Cahill to propose bill to ‘amend legislation on ownership of vet practices’
A bill is to be brought forward by Fianna Fáil to amend the Veterinary Practice Act 2005-2012 with the objective of confining ownership of veterinary practices to registered veterinary practitioners.
Set to be proposed by Fianna Fáil spokesperson for food and horticulture Jackie Cahill, this would “ensure that the registered veterinary practitioner in charge is an integral part of the ownership structure”.
Speaking of his intention, deputy Cahill said: “It is also my intention to protect veterinary practices for the benefit of the Irish consumer.
In recent years we have seen how corporate ownership has impacted on the retail pharmacy industry where the local community pharmacist has been marginalised.
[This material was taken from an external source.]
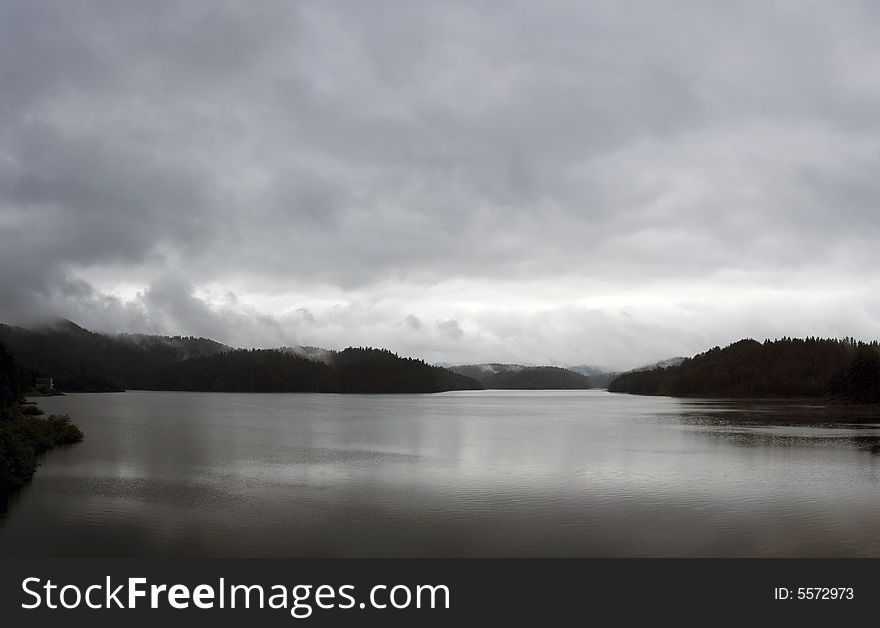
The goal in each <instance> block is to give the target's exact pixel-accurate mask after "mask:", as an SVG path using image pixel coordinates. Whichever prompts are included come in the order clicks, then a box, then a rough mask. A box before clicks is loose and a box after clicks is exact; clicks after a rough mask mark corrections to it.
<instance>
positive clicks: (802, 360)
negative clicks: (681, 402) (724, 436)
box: [608, 337, 880, 403]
“This course of action has been necessitated by the recent encroachment of lay corporate entities into the ownership and operation of veterinary practices in Ireland.
“Confining ownership of veterinary practices to registered practitioners also ensures that all aspects of the practice of veterinary medicine can be regulated by the Veterinary Council of Ireland.”
The Tipperary TD said that the Veterinary Council of Ireland has conceded that it has no role in the regulation of lay owners, making these changes necessary to safeguard the public and animal health and welfare.
“Whilst the Veterinary Practice Act remains silent on ownership of veterinary practices, and lay corporates continue to acquire Irish veterinary practices, the resultant damage to the Irish industry will be a poorer and vastly more expensive service to the Irish consumer.
What we are proposing is that a veterinary practice can only be owned in the Republic of Ireland by registered veterinary practitioners.
“The bill we are proposing will amend the legislation to reflect this.
“The objective is to ensure we have an efficient, affordable and regulated veterinary service in this country that fulfils the needs of the Irish consumer and is protective of animal health and welfare and public health,” deputy Cahill concluded.